Details
-
Bug
-
Status: Resolved
-
Critical
-
Resolution: Fixed
-
1.2.0
-
None
Description
Currently, a failure during tablet copy may leave behind a number of different things:
- Downloaded superblock (if the failure falls after TabletCopyClient::Start())
- Downloaded data blocks (if the failure falls during TabletCopyClient::FetchAll())
- Downloaded WAL segments (if the failure falls during TabletCopyClient::FetchAll())
- Downloaded cmeta file (if the failure falls during TabletCopyClient::Finish())
The next time the tserver starts, it'll see that this tablet's state is still TABLET_DATA_COPYING and will tombstone it. That takes care of #1, #3, and #4 (well, it leaves the cmeta file behind as the tombstone, but that's intentional).

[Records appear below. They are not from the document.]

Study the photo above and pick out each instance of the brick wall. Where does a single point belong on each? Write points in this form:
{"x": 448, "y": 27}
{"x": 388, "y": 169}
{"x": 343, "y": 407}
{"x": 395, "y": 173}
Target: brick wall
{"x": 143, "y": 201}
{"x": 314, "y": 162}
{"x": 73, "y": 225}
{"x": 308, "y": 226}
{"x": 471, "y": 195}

Unfortunately, all data blocks are orphaned, because the on-disk superblock has no record of the new blocks, and so they aren't deleted.
We're already tracking a general purpose GC mechanism for data blocks in KUDU-829, but I think this separate JIRA for describing the problem with tablet copy is useful, if only as a reference for users.
Separately, it may be worth addressing these issues for failures that don't result in tserver crashes, such as intermittent network outages between tservers. A long lived tserver won't GC for some time, and it'd be nice to reclaim the disk space used by these orphaned objects in the interim, not to mention that implementing this kind of "GC" for data blocks is a lot easier than a general purpose GC.